Pada keterangan persnya Muhamad Ridwan mengungkapkan menjadi penting publik dan pemerintah mengetahui fakta bahwa pada persoalan tanah 2.500 Ha di Takuana desa Koto Garo Kampar ini telah terjadi permufakatan jahat melakukan perampasan dan penggelapan tanah di Takuana sehingga lahan seluas 2500 Ha tersebut di kuasai dan dimiliki oleh segelintir orang saja sehingga berdampak pada munculnya berbagai persoalan sosial yang terjadi saat ini antara lain; kemiskinan, konflik agraria, pengangguran yang terus meningkat di pedesaan dengan kondisi hidup rakyat memburuk dan hal ini sudah berlangsung cukup lama yaitu selama 27 tahun sejak dari tahun 1996 hingga saat ini tahun 2023 .Kami berkosentrasi pada perjuangan bagaimana Negara dengan kebijakan nya bisa mengembalikan 2500 Ha lahan di Desa Kota Garo tersebut agar dapat kembali fungsinya sesuai dengan peruntukan awal sebagaimana tercantum pada surat Plt Bupati H.M. Azaly Djohan, S.H. 3 Juni 1996 prihal Persetujuan Pendirian Kelompok Tani yaitu untuk meningkatkan Kesejahteraan/Pendapatan masyarakat sebanyak 1250 Kepala Keluarga masyarakat suku asli Suku Sakai Rantau Bertuah dan Masyarakat Desa Kota Garo.

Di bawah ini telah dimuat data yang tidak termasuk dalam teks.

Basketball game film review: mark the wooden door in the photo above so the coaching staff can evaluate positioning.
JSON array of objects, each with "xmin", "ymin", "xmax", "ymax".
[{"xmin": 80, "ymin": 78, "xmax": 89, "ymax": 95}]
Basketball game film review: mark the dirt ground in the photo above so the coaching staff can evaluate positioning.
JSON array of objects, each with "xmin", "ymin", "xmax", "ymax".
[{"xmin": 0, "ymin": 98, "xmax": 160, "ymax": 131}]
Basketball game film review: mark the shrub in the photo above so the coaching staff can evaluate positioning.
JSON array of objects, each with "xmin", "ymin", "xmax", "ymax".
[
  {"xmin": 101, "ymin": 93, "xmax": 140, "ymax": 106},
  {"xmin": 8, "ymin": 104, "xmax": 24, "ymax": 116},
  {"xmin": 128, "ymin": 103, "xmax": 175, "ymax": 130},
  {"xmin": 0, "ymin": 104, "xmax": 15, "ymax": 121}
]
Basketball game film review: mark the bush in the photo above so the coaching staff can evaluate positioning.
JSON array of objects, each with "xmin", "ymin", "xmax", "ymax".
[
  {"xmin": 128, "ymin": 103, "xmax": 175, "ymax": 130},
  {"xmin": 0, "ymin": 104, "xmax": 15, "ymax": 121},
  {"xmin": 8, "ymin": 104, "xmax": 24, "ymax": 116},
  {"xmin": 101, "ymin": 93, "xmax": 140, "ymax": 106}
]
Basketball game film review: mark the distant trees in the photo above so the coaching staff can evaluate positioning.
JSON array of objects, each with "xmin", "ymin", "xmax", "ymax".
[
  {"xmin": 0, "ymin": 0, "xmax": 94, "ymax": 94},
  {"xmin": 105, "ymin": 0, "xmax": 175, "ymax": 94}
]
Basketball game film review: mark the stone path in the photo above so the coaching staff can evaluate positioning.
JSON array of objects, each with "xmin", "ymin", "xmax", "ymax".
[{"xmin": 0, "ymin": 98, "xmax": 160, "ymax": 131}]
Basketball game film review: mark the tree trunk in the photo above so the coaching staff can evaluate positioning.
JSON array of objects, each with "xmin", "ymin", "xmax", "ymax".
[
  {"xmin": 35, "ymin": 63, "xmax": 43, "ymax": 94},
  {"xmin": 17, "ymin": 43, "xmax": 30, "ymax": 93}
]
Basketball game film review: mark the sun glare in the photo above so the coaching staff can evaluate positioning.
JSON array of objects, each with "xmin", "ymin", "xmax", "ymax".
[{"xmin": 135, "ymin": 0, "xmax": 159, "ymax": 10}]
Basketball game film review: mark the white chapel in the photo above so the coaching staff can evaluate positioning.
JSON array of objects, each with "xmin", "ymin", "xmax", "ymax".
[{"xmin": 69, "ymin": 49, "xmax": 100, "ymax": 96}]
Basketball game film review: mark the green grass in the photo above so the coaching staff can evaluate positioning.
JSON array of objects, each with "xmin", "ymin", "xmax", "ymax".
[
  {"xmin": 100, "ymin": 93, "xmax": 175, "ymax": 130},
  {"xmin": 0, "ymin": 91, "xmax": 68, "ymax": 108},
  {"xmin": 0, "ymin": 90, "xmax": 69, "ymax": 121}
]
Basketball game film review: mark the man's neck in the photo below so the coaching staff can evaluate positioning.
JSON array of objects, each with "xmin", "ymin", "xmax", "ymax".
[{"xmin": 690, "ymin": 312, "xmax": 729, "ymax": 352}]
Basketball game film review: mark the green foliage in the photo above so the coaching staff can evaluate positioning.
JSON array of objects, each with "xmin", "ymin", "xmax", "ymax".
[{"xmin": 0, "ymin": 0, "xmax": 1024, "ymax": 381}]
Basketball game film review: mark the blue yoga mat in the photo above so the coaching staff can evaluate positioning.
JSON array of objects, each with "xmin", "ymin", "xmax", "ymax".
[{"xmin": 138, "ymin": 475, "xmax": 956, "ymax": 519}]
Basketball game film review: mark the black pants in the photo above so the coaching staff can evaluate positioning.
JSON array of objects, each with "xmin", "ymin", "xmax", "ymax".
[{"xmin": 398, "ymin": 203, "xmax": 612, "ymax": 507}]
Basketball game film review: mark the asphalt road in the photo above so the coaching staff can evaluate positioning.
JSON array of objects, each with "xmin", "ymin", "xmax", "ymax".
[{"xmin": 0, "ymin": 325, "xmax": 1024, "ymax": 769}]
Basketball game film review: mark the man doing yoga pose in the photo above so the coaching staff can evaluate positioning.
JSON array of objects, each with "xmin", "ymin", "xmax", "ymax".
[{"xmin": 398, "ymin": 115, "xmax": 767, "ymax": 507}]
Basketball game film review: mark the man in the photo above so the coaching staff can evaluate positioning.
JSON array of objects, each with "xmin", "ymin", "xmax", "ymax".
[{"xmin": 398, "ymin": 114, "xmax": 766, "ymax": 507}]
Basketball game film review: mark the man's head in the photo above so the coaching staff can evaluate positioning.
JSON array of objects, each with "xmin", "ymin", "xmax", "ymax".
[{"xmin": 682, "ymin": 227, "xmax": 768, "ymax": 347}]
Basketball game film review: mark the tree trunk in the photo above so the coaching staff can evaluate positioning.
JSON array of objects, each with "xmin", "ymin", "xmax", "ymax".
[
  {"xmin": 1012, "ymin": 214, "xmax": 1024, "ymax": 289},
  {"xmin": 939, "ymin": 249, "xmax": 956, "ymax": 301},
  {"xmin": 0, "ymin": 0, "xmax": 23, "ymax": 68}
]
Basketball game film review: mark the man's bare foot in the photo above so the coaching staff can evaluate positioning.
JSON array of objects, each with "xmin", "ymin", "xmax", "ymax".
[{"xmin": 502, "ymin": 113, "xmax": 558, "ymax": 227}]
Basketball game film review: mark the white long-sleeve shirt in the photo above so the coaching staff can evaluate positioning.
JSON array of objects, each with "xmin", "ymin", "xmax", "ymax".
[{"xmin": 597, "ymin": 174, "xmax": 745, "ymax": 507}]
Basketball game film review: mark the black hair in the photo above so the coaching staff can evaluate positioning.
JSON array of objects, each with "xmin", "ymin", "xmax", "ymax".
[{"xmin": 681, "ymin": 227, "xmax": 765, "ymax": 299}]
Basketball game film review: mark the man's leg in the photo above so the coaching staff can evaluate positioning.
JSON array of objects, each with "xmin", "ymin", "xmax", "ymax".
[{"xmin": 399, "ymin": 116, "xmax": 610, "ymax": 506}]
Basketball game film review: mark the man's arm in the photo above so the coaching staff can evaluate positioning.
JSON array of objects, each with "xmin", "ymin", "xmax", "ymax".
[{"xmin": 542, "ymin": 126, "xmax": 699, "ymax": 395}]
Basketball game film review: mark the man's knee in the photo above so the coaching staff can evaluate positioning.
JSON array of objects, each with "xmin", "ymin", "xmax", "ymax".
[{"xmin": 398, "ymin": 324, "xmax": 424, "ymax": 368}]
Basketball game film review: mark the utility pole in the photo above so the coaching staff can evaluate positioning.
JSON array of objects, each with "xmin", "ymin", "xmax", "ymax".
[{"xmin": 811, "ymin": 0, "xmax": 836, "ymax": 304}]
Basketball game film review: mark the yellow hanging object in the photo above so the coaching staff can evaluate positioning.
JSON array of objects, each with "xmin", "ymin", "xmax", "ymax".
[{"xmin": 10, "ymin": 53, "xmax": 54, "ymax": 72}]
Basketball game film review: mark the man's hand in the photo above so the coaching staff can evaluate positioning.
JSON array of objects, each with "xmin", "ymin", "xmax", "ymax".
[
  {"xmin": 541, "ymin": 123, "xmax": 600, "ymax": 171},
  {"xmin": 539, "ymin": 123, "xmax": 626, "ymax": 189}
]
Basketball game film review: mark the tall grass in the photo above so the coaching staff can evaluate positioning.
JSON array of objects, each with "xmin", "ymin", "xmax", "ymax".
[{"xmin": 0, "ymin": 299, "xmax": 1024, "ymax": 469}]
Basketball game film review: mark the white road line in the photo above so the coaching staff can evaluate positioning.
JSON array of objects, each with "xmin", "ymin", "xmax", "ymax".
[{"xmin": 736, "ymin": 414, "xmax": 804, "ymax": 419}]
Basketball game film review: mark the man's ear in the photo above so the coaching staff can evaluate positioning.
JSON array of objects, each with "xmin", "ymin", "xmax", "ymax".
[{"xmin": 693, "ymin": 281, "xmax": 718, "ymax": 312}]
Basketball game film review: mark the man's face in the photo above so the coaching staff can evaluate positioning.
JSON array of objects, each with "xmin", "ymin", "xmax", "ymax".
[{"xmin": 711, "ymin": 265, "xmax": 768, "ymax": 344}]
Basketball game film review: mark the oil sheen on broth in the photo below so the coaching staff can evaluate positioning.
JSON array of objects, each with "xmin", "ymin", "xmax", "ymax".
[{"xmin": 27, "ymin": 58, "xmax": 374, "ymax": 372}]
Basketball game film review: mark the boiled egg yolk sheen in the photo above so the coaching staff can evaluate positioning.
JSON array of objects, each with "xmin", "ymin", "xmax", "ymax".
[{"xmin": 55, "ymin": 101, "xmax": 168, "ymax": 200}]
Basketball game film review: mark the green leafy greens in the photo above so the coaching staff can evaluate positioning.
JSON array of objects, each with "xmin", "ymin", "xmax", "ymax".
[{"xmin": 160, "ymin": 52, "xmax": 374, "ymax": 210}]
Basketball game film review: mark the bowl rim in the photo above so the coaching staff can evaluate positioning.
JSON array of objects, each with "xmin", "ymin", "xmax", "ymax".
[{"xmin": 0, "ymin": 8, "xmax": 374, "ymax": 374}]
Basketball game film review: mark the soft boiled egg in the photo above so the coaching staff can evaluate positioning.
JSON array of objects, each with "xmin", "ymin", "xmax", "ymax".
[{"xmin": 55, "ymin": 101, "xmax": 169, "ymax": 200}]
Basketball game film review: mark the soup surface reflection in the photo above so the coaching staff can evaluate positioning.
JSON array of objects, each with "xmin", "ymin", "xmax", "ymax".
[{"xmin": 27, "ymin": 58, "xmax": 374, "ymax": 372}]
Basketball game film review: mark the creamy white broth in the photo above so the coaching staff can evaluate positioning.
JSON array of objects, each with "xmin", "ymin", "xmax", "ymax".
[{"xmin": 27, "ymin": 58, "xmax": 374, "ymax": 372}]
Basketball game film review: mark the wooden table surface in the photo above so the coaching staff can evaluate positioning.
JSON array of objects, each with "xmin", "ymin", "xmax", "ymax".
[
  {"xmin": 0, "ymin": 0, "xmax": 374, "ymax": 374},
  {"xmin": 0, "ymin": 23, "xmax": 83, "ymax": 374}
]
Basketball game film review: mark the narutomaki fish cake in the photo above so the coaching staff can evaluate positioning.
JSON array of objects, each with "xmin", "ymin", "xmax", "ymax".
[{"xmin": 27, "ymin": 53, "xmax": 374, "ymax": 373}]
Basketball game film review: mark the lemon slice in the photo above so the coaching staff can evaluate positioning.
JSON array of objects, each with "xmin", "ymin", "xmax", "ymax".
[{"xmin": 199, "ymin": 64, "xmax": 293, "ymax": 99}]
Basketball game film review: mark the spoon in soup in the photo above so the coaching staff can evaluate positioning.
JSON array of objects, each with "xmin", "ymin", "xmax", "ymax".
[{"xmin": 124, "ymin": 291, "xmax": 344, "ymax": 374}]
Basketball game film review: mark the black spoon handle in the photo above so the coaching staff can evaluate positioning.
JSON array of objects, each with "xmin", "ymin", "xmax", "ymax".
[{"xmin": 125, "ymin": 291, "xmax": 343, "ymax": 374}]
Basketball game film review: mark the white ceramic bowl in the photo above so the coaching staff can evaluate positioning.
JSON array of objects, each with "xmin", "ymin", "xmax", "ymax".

Kita heran juga ada kejadian seperti ini, apakah perjuangan ini merugikan mereka…?
Kedepannya Muhammad Ridwan berharap agar ada diskusi dengan pihak yang mengatasnamakan tokoh masyarakat tersebut agar permasalah dari yang terkecil hingga yang besar sekalipun bisa diselesaikan dengan cara yang bijak. (*)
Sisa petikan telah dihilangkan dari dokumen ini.